In addition to the 580-MW Pioneer Generation Station Phase IV natural gas plant completed in August, Basin Electric will be building a 1,490-MW natural gas plant, Bison Generation Station, slated to be energized in 2030. Basin Electric also expects to complete the 160-mile Leland Olds Station to Tande transmission project this year.
While reliability investments are necessary, they have become significantly more costly in recent years due to inflation and supply chain pressures.
The legacy cost of Basin Electric’s generation fleet averages $800 per kilowatt, and transmission averages $400,000 per mile of line. To build new infrastructure today, it costs Basin Electric approximately $2,700 per kilowatt and $2 million per mile of line, Buntrock says.
WAPA and Basin Electric are also collaborating on significant transmission upgrades in the region.
A new 439-mile, 345-kilovolt (kV) line from Belfield to South Dakota and into Wyoming will bring large economic benefits to North Dakota and the region, addressing the extra high voltage deficiency in the area and benefitting rural communities from the western Dakotas to Nebraska, WAPA says.
Another major transmission project is a new 230-kV line from Dawson County, Mont., to Williston, which will add transmission capacity to a bustling oil and gas region.

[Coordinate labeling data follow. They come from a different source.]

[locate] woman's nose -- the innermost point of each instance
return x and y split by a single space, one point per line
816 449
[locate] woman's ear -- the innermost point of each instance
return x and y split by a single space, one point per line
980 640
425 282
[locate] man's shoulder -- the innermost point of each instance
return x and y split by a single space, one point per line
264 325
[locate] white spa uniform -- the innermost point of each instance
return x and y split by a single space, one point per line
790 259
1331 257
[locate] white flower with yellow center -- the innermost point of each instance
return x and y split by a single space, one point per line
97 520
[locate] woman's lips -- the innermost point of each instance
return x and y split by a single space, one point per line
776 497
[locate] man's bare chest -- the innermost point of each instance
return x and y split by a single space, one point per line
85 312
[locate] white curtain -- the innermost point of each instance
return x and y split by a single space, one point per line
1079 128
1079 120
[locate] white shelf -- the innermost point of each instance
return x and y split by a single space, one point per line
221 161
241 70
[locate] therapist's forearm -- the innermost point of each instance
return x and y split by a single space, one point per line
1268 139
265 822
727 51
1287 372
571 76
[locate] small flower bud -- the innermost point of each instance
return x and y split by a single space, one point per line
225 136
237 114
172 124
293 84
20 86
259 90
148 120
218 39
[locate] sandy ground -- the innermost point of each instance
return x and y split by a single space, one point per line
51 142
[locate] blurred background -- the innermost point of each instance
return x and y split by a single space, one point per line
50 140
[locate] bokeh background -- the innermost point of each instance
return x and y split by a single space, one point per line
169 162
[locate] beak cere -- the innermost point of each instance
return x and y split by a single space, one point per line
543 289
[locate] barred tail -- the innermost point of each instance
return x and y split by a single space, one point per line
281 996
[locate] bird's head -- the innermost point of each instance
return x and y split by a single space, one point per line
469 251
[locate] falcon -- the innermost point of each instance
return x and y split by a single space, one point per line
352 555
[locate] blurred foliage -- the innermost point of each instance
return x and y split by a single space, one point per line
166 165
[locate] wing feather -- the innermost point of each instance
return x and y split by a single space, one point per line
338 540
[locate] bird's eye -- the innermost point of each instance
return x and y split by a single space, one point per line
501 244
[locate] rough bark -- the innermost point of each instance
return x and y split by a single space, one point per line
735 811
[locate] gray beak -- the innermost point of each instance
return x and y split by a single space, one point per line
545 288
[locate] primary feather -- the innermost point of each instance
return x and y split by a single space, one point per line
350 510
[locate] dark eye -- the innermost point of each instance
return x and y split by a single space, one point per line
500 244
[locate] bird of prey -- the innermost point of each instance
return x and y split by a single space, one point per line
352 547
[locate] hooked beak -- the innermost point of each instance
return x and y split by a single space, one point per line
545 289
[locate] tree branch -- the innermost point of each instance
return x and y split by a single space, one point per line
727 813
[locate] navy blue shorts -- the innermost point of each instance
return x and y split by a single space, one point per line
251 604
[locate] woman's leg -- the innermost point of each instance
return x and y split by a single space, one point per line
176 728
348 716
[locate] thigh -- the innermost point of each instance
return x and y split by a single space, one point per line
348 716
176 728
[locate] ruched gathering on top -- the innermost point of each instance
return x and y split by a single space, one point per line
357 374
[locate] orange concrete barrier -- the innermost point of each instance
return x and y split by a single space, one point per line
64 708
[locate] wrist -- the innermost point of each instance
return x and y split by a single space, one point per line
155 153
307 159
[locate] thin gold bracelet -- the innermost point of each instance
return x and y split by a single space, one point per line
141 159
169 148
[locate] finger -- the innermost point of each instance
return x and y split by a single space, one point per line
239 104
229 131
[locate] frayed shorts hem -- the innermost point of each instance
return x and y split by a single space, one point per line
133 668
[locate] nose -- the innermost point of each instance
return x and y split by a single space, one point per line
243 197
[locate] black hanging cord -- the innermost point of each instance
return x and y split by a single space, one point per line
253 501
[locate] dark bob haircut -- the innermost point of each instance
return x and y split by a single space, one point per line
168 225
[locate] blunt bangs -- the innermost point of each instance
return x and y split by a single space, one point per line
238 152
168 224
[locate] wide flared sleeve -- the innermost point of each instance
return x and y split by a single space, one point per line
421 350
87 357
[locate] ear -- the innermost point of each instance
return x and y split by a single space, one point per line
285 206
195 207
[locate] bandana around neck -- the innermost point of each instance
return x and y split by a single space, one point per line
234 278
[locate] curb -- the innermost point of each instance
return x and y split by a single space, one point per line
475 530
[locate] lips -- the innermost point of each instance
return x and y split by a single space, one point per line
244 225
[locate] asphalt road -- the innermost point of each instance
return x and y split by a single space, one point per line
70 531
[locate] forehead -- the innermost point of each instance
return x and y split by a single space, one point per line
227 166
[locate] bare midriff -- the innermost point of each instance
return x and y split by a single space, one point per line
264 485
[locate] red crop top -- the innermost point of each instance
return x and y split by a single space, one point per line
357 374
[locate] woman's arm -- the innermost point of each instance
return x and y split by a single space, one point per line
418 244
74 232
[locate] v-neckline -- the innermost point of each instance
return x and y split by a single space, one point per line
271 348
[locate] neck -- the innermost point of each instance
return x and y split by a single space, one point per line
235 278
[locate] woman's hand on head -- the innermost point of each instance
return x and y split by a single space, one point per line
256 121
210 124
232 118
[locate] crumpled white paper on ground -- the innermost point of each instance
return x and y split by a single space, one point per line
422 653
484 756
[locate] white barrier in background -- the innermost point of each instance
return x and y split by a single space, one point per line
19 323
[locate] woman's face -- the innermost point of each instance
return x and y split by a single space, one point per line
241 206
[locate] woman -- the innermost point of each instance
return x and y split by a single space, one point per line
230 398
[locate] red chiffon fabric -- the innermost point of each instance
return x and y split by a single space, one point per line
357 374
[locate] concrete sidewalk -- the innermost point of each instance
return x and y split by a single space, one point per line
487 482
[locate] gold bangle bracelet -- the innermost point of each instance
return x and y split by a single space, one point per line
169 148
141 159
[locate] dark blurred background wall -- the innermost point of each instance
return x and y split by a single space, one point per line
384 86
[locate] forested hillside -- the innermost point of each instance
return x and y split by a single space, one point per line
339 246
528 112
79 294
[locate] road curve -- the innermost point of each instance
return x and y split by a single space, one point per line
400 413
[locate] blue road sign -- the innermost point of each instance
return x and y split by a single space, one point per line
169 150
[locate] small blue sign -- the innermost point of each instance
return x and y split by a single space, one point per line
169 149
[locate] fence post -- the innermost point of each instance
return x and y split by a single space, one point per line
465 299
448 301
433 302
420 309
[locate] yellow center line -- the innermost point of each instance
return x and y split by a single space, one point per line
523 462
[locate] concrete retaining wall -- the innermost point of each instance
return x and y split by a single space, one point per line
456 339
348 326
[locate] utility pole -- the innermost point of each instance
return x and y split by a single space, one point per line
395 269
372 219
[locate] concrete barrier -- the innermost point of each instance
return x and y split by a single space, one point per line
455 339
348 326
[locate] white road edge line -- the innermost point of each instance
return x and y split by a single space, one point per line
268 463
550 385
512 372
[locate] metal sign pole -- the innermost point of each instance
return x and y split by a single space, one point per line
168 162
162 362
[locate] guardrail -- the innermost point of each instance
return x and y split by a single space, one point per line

RELIABILITY AND AFFORDABILITY
Wholesale power costs account for the largest share of a North Dakota distribution cooperative’s operating expenses. On average, 66 cents of every dollar members pay for electricity goes toward the cost of power.
When an electric cooperative faces wholesale power rate increases, like Basin Electric’s or WAPA’s 2026 increases, locally elected boards of directors and management face decisions.
Cooperatives regularly hire independent, third-party consultants to perform cost-of-service studies, which help boards set rates that are fair, equitable and cover the costs of building and maintaining the cooperative and its local system.
The board weighs many factors when determining rates, including load growth and revenue projections, construction workplans and reliability investments, labor and wholesale power costs, financial reserves and capital credits, and impacts on the membership.
When an electric cooperative board of directors votes to increase rates, directors are also raising their own electric rates, because they, too, are members of the cooperative. This is one of the hallmark advantages of the cooperative model, Buntrock says.
“You cannot get any closer to member control than the cooperative model,” Buntrock says. “Literally the people that use the product also own the operation, allowing the cooperative to plan in quarter centuries versus the next quarter and the current stock price.”
The cooperative model of electric service has served rural communities for 90 years, and Buntrock says it is poised to do so well into the future.